Geht es nach dem Willen von Bundesarbeitsminister Hubertus Heil (SPD), so soll am 1. Januar das Bürgergeld das gegenwärtige Hartz-IV-System ablösen. Geplant ist ein Regelsatz von 502 Euro im Monat für alleinstehende Erwachsene - der Hartz-IV-Satz liegt im Moment bei 449 Euro im Monat. So sieht es zumindest der Gesetzentwurf vor, den die Ampel-Koalition beziehungsweise das Bundekabinett am Mittwoch auf den Weg gebracht hat. Nun haben Bundestag und Bundesrat das Wort.
Nicht so sehr die angedachte Höhe des neuen Bürgergeldes sorgt für kritische Stimmen, sondern der ebenfalls mit dem Gesetzesentwurf angedachte Abbau von Sanktionen und Strafmaßnahmen gegenüber denjenigen Arbeitssuchenden, die nicht mit dem Jobcenter kooperieren wollen. So sollen künftig im ersten halben Jahr der Arbeitslosigkeit nur eingeschränkt Leistungsminderungen möglich sein, wenn jemand Termine beim Jobcenter versäumt hat. Bei sogenannten Pflichtverletzungen hingegen, wenn also eine zumutbare Arbeit nicht angenommen wurde, soll es im ersten halben Jahr gar keine Sanktionen mehr geben. „Respekt“ und „Begegnung auf Augenhöhe“ sagen die einen, „Verführung zum Nichtstun“ und „Demotivation zur Arbeitssuche“ sagen die anderen.
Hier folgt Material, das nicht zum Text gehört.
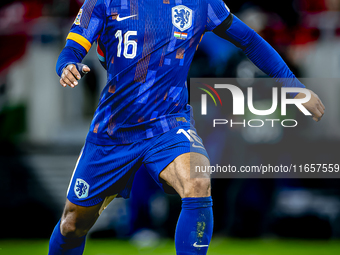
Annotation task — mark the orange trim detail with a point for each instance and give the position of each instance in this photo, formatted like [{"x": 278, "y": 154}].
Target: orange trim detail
[{"x": 79, "y": 39}]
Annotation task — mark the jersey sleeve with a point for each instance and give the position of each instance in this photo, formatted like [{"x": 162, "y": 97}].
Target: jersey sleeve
[
  {"x": 88, "y": 23},
  {"x": 217, "y": 12}
]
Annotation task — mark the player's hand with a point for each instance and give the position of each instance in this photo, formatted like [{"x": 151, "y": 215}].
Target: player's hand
[
  {"x": 314, "y": 105},
  {"x": 71, "y": 75}
]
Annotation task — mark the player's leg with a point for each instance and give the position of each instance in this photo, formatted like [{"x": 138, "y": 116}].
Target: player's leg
[
  {"x": 195, "y": 224},
  {"x": 69, "y": 234},
  {"x": 100, "y": 172}
]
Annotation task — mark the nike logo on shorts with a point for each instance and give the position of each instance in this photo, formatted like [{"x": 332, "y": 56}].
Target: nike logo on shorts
[{"x": 124, "y": 18}]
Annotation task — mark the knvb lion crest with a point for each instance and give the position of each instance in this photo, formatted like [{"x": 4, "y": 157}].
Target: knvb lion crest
[
  {"x": 81, "y": 188},
  {"x": 182, "y": 17}
]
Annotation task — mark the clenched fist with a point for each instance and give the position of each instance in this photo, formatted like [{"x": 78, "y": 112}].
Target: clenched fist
[
  {"x": 71, "y": 75},
  {"x": 314, "y": 105}
]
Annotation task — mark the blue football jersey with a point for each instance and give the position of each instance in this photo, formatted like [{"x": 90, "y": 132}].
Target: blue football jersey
[{"x": 147, "y": 47}]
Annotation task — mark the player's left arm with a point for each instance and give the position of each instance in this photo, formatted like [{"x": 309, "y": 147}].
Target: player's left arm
[{"x": 266, "y": 58}]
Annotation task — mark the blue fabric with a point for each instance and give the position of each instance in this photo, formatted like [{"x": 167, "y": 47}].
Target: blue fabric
[
  {"x": 262, "y": 54},
  {"x": 72, "y": 53},
  {"x": 194, "y": 226},
  {"x": 147, "y": 63},
  {"x": 107, "y": 170},
  {"x": 60, "y": 245}
]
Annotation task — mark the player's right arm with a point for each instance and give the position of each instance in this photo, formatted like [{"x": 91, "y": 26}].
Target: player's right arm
[
  {"x": 85, "y": 30},
  {"x": 229, "y": 27}
]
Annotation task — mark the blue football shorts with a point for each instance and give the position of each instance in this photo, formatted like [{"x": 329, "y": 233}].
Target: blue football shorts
[{"x": 103, "y": 171}]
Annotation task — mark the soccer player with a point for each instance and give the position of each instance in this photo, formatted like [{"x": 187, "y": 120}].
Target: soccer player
[{"x": 143, "y": 116}]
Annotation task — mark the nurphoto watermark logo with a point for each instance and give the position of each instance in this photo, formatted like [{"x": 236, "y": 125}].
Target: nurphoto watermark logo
[{"x": 240, "y": 100}]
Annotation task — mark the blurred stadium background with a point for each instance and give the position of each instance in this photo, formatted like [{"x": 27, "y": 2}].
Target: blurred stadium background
[{"x": 43, "y": 127}]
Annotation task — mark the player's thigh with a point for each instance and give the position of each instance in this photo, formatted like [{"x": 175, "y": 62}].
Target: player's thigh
[
  {"x": 77, "y": 220},
  {"x": 181, "y": 175}
]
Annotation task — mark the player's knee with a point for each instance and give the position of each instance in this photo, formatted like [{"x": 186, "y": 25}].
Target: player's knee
[
  {"x": 199, "y": 187},
  {"x": 70, "y": 228}
]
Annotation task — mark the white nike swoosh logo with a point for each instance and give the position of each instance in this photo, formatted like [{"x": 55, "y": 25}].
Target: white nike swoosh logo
[
  {"x": 200, "y": 245},
  {"x": 120, "y": 19}
]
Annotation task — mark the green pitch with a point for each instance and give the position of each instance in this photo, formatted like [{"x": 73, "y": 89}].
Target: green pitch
[{"x": 218, "y": 246}]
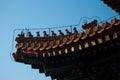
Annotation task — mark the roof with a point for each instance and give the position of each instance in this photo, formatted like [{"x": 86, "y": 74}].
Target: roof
[
  {"x": 57, "y": 45},
  {"x": 62, "y": 56}
]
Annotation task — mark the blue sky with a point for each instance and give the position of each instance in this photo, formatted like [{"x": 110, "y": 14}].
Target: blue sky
[{"x": 21, "y": 14}]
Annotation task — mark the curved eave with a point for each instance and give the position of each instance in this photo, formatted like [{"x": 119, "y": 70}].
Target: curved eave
[{"x": 81, "y": 44}]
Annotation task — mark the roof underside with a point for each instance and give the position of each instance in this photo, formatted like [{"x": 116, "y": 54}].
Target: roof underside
[{"x": 114, "y": 4}]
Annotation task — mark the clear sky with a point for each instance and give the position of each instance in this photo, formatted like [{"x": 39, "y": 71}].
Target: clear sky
[{"x": 23, "y": 14}]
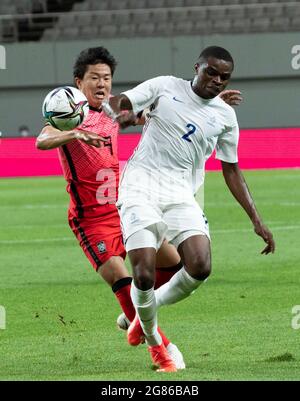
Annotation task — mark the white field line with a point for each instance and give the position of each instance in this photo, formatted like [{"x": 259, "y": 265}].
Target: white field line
[
  {"x": 222, "y": 231},
  {"x": 207, "y": 204}
]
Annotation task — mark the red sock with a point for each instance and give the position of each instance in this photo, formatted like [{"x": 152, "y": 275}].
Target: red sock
[
  {"x": 121, "y": 288},
  {"x": 163, "y": 275},
  {"x": 166, "y": 341}
]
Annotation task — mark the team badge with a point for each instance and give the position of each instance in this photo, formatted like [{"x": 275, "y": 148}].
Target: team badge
[{"x": 101, "y": 247}]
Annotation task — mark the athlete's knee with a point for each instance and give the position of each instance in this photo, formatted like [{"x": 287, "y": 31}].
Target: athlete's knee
[
  {"x": 200, "y": 267},
  {"x": 144, "y": 276}
]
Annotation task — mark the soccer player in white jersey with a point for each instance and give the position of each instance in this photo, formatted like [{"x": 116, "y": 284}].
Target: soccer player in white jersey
[{"x": 187, "y": 121}]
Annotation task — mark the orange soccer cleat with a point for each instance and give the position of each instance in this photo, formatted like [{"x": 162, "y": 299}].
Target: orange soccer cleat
[{"x": 162, "y": 359}]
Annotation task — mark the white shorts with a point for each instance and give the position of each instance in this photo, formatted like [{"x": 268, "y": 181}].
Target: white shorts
[{"x": 175, "y": 222}]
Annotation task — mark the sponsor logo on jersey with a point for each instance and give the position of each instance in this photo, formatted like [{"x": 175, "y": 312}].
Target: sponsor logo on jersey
[
  {"x": 177, "y": 100},
  {"x": 226, "y": 129},
  {"x": 101, "y": 247},
  {"x": 212, "y": 121}
]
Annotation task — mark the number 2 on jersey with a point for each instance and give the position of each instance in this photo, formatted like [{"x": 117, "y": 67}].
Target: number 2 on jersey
[{"x": 191, "y": 131}]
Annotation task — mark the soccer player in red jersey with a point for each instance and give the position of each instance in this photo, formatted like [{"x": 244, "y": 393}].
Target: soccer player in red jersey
[{"x": 89, "y": 159}]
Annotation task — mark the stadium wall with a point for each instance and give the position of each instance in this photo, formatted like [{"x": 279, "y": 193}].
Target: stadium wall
[
  {"x": 258, "y": 149},
  {"x": 267, "y": 72}
]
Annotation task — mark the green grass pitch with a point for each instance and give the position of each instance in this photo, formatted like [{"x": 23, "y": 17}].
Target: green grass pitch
[{"x": 60, "y": 317}]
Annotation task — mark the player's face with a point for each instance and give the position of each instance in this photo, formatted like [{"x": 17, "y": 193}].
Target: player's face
[
  {"x": 212, "y": 77},
  {"x": 96, "y": 84}
]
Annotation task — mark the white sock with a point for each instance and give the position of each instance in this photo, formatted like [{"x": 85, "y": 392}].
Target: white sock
[
  {"x": 180, "y": 286},
  {"x": 145, "y": 306}
]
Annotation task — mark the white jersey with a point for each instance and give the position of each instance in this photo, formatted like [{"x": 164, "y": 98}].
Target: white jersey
[{"x": 182, "y": 131}]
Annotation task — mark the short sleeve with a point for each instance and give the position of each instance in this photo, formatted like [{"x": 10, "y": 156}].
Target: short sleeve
[
  {"x": 227, "y": 144},
  {"x": 143, "y": 95}
]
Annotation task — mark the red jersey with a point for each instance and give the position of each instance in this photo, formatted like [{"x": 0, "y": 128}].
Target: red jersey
[{"x": 92, "y": 173}]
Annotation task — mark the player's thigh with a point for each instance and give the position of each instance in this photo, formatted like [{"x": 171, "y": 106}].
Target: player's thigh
[
  {"x": 183, "y": 220},
  {"x": 195, "y": 252},
  {"x": 99, "y": 240},
  {"x": 167, "y": 255},
  {"x": 138, "y": 217},
  {"x": 113, "y": 270}
]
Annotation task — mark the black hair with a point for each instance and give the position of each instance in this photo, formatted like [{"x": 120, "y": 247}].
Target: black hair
[
  {"x": 92, "y": 56},
  {"x": 217, "y": 52}
]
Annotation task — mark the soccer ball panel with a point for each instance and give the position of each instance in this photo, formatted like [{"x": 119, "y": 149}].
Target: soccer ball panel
[{"x": 65, "y": 108}]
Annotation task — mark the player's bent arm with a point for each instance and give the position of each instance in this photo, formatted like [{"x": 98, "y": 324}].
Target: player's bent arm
[
  {"x": 51, "y": 138},
  {"x": 239, "y": 189}
]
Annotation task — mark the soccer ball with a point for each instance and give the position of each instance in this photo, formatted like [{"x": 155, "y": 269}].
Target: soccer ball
[{"x": 65, "y": 108}]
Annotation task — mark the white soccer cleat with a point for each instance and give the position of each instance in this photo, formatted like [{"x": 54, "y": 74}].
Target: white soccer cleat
[
  {"x": 176, "y": 356},
  {"x": 122, "y": 322}
]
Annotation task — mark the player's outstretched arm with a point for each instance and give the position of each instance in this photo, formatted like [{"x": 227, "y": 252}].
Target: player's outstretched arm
[
  {"x": 238, "y": 187},
  {"x": 51, "y": 138},
  {"x": 114, "y": 108},
  {"x": 232, "y": 97}
]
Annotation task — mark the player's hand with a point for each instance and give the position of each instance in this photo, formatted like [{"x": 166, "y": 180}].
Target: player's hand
[
  {"x": 90, "y": 138},
  {"x": 232, "y": 97},
  {"x": 127, "y": 119},
  {"x": 267, "y": 236}
]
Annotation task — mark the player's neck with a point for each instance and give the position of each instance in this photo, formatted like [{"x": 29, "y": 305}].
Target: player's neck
[{"x": 95, "y": 108}]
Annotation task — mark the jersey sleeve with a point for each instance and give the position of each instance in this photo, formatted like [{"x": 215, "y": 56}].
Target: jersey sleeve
[
  {"x": 227, "y": 144},
  {"x": 143, "y": 95}
]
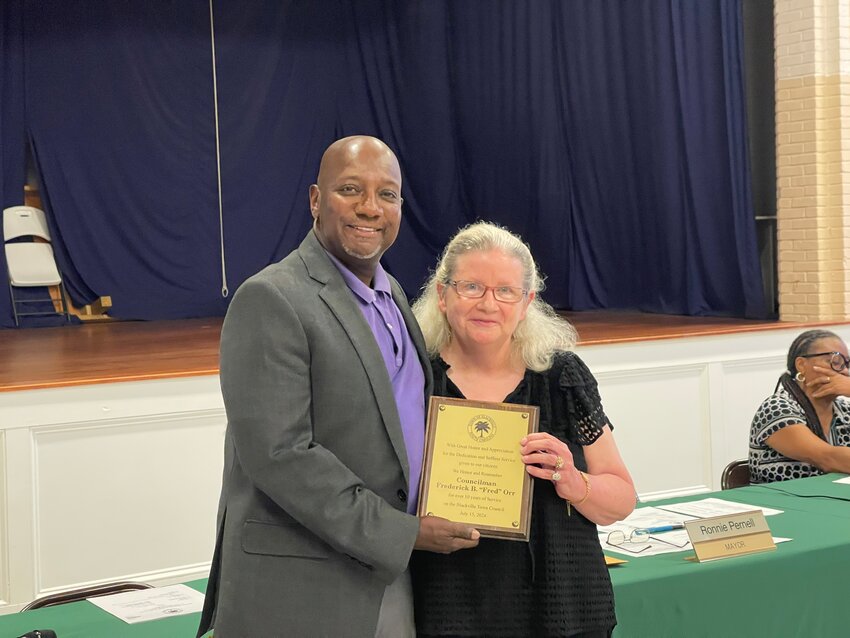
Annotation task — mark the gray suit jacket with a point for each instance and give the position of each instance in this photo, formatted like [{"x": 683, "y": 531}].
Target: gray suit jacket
[{"x": 312, "y": 522}]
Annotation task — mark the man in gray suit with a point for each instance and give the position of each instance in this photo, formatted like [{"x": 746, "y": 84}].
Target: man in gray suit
[{"x": 324, "y": 376}]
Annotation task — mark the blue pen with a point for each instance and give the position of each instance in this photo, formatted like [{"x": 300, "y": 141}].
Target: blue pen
[{"x": 661, "y": 528}]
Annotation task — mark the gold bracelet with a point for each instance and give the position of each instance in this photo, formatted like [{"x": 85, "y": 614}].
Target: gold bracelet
[{"x": 586, "y": 479}]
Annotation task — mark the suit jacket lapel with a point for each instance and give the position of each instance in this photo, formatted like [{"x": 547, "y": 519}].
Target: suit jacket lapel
[
  {"x": 341, "y": 303},
  {"x": 416, "y": 334}
]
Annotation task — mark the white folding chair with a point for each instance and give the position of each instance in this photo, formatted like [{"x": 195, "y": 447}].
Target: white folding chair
[{"x": 31, "y": 263}]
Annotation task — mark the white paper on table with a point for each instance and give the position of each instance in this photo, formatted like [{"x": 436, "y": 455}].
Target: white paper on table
[
  {"x": 661, "y": 543},
  {"x": 151, "y": 604},
  {"x": 708, "y": 507}
]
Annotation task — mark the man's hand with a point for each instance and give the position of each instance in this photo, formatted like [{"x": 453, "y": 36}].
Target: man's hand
[{"x": 443, "y": 536}]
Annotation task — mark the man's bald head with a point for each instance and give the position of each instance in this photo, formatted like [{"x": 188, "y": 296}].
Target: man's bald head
[
  {"x": 356, "y": 202},
  {"x": 344, "y": 150}
]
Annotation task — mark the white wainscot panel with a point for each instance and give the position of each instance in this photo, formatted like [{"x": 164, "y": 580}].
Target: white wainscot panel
[
  {"x": 4, "y": 525},
  {"x": 661, "y": 426},
  {"x": 745, "y": 385},
  {"x": 129, "y": 498}
]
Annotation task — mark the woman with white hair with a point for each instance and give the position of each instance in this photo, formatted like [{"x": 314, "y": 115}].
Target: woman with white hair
[{"x": 492, "y": 338}]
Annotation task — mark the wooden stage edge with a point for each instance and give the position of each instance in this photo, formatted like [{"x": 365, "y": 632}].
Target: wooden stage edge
[{"x": 86, "y": 354}]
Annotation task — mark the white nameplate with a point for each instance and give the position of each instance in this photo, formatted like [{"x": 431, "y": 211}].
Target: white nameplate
[{"x": 730, "y": 535}]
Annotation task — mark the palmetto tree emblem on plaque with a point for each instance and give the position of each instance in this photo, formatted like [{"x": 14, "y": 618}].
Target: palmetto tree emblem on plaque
[{"x": 481, "y": 428}]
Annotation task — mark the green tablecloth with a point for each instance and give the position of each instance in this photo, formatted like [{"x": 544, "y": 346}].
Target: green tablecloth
[
  {"x": 798, "y": 590},
  {"x": 84, "y": 620}
]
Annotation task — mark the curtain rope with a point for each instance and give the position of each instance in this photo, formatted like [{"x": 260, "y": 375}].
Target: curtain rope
[{"x": 224, "y": 290}]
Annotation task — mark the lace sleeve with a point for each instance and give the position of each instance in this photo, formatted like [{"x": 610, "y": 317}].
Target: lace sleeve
[{"x": 581, "y": 397}]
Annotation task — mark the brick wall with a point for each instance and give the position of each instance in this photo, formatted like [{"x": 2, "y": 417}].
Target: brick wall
[{"x": 812, "y": 47}]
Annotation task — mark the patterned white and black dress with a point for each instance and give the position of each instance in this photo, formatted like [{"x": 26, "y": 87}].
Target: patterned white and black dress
[{"x": 778, "y": 411}]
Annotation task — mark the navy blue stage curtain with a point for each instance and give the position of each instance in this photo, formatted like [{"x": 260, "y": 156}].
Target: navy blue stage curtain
[
  {"x": 12, "y": 155},
  {"x": 611, "y": 135}
]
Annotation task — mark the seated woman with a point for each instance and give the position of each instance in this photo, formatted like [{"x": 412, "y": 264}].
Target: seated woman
[
  {"x": 803, "y": 428},
  {"x": 492, "y": 338}
]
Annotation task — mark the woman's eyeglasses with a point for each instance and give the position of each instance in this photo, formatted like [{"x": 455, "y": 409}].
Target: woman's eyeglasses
[
  {"x": 638, "y": 539},
  {"x": 837, "y": 362},
  {"x": 474, "y": 290}
]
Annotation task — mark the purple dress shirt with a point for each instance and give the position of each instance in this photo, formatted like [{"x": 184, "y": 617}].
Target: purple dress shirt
[{"x": 402, "y": 361}]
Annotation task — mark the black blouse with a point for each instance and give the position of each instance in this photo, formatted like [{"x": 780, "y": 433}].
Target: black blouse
[{"x": 555, "y": 585}]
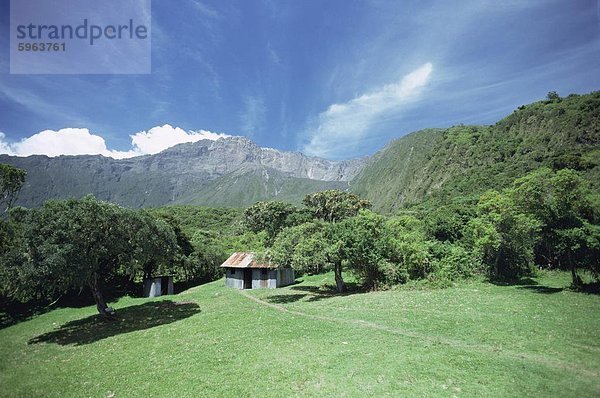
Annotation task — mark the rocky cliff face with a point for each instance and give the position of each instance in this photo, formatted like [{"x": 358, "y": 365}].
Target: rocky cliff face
[
  {"x": 227, "y": 155},
  {"x": 186, "y": 173}
]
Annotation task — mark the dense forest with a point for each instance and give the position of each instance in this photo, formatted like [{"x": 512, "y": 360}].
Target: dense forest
[{"x": 495, "y": 202}]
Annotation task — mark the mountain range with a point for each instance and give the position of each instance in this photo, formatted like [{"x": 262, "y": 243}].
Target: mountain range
[{"x": 428, "y": 165}]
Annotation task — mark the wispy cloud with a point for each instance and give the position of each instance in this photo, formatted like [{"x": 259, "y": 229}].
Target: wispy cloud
[
  {"x": 342, "y": 126},
  {"x": 253, "y": 117},
  {"x": 80, "y": 141}
]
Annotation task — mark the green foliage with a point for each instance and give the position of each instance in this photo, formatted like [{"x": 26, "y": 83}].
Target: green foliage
[
  {"x": 502, "y": 237},
  {"x": 301, "y": 247},
  {"x": 453, "y": 262},
  {"x": 436, "y": 166},
  {"x": 82, "y": 243},
  {"x": 11, "y": 182},
  {"x": 408, "y": 248},
  {"x": 270, "y": 217},
  {"x": 334, "y": 205},
  {"x": 553, "y": 96}
]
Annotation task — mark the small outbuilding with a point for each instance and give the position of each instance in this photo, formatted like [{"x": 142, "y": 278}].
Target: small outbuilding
[
  {"x": 243, "y": 271},
  {"x": 158, "y": 286}
]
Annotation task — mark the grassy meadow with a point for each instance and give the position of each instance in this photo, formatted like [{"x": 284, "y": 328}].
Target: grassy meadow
[{"x": 474, "y": 339}]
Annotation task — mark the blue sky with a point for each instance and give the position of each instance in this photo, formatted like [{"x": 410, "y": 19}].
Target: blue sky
[{"x": 337, "y": 79}]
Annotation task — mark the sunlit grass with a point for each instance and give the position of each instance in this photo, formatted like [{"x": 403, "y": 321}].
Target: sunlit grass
[{"x": 474, "y": 339}]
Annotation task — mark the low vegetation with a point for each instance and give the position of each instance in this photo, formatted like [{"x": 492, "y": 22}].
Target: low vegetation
[
  {"x": 453, "y": 290},
  {"x": 537, "y": 338}
]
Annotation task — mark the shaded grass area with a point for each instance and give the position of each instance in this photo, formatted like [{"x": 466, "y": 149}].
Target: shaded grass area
[
  {"x": 473, "y": 339},
  {"x": 128, "y": 319}
]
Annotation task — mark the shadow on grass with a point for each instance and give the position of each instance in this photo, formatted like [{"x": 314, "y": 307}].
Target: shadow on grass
[
  {"x": 589, "y": 288},
  {"x": 314, "y": 293},
  {"x": 543, "y": 289},
  {"x": 129, "y": 319},
  {"x": 514, "y": 282},
  {"x": 285, "y": 298}
]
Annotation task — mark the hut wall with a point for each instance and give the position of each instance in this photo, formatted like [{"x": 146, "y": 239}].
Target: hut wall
[
  {"x": 235, "y": 279},
  {"x": 285, "y": 277},
  {"x": 152, "y": 287}
]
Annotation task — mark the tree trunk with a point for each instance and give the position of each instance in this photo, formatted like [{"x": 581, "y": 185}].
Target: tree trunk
[
  {"x": 339, "y": 281},
  {"x": 577, "y": 282},
  {"x": 101, "y": 306}
]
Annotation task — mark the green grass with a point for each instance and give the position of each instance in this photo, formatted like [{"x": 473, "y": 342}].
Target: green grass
[{"x": 474, "y": 339}]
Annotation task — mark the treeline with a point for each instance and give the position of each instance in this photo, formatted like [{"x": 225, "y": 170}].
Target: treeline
[
  {"x": 86, "y": 245},
  {"x": 546, "y": 219}
]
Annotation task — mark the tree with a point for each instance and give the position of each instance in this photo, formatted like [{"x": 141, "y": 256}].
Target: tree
[
  {"x": 269, "y": 217},
  {"x": 154, "y": 243},
  {"x": 502, "y": 236},
  {"x": 71, "y": 244},
  {"x": 311, "y": 247},
  {"x": 334, "y": 205},
  {"x": 11, "y": 182},
  {"x": 577, "y": 240},
  {"x": 553, "y": 96},
  {"x": 561, "y": 203},
  {"x": 362, "y": 246}
]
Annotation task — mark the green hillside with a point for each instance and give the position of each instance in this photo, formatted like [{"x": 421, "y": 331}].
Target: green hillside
[{"x": 440, "y": 164}]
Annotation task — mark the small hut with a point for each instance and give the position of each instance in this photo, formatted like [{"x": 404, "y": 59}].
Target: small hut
[
  {"x": 242, "y": 271},
  {"x": 158, "y": 286}
]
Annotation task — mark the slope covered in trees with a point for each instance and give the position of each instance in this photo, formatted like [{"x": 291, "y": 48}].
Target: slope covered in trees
[{"x": 439, "y": 165}]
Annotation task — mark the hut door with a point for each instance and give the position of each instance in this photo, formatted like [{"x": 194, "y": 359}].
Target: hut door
[{"x": 247, "y": 279}]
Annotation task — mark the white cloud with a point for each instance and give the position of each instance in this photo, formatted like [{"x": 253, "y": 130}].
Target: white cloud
[
  {"x": 344, "y": 125},
  {"x": 160, "y": 138},
  {"x": 254, "y": 116},
  {"x": 80, "y": 141}
]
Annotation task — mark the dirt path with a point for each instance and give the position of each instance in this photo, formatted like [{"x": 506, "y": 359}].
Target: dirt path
[{"x": 485, "y": 348}]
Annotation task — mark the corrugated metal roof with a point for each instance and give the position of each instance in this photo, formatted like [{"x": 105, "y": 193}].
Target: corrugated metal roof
[{"x": 244, "y": 260}]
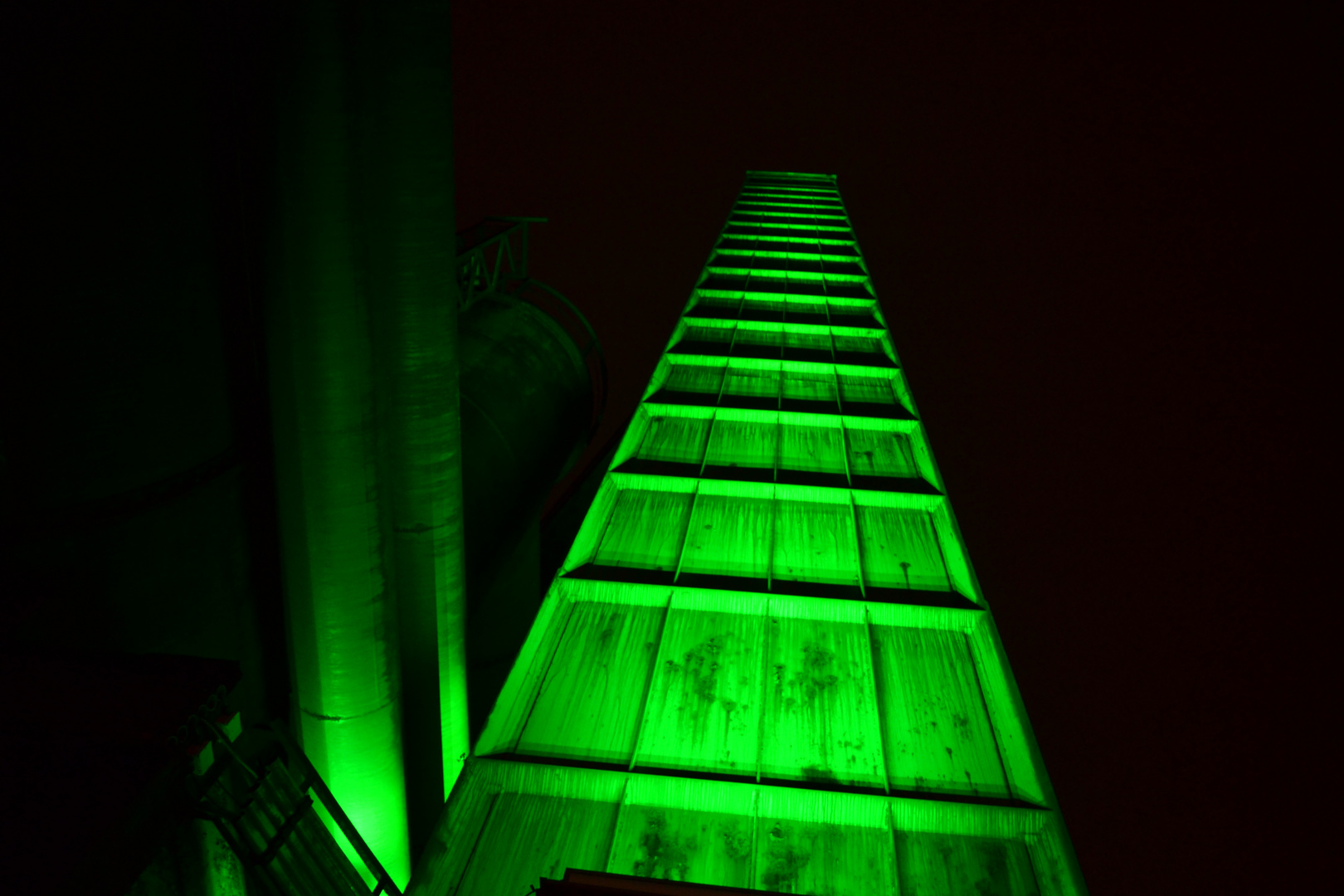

Sozial ist, was Arbeit schafft
Man muss sich in der Tat fragen, ob es ausgerechnet in Zeiten des durch die Folgen der Corona-Pandemie sowie des demografischen Wandels verursachten eklatanten Arbeitskräftemangels das Gebot der Stunde sein soll, vonseiten des Gesetzgebers eine Pause beim bislang geltenden Fördern und Fordern bei der Arbeitssuche einzulegen. Gerade hinsichtlich der Tatsache, dass 1,7 Millionen offenen Stellen eine annähernd gleich große Anzahl an statistisch erfassten Langzeitarbeitslosen gegenübersteht, mit denen zumindest in der Theorie auf einen Schlag alle offenen Stellen besetzt werden könnten, sollte eher dazu veranlassen, alles nur denkbar Mögliche zu tun, um eben diese Menschen möglichst schnell wieder in den Arbeitsmarkt zu integrieren. Es sei denn: Man traut es insgeheim jenen 1,7 Millionen Langzeitarbeitslosen nicht zu, selbst einfachsten Tätigkeiten nachgehen zu können und alimentiert diese stattdessen lieber still und heimlich einfach weiter, was einem arbeitspolitischen Offenbarungseid und einer Einführung des „Bedingungslosen Grundeinkommens“ durch die Hintertür gleichkommen würde.
Klar ist: Deutschland und Europa befinden sich in politisch und ökonomisch aufwühlenden Zeiten – und der Wunsch nach sozialer Absicherung in Zeiten von Rekordinflation und explodierenden Energiepreisen ist vollkommen verständlich. Hier müssen sowohl Deutschland als auch die EU in der Tat Handlungsfähigkeit beweisen – sowohl in Form von Energiepreisbindungen, wirklich sinnmachenden Steuer- und Entlastungspaketen für Unternehmen und Bürger bis hin zur ultima ratio von Übergewinnsteuern für Unternehmen, deren Gewinne nicht zum Wohle ihrer Kunden eingesetzt werden. Doch ein Anreiz, in puncto Arbeitsuche erst einmal alle Fünfe grade sein zu sein lassen, darf in diesen Zeiten nicht dazu gehören. Denn jeder beziehungsweise jede Arbeitskraft wird gebraucht – mehr denn je.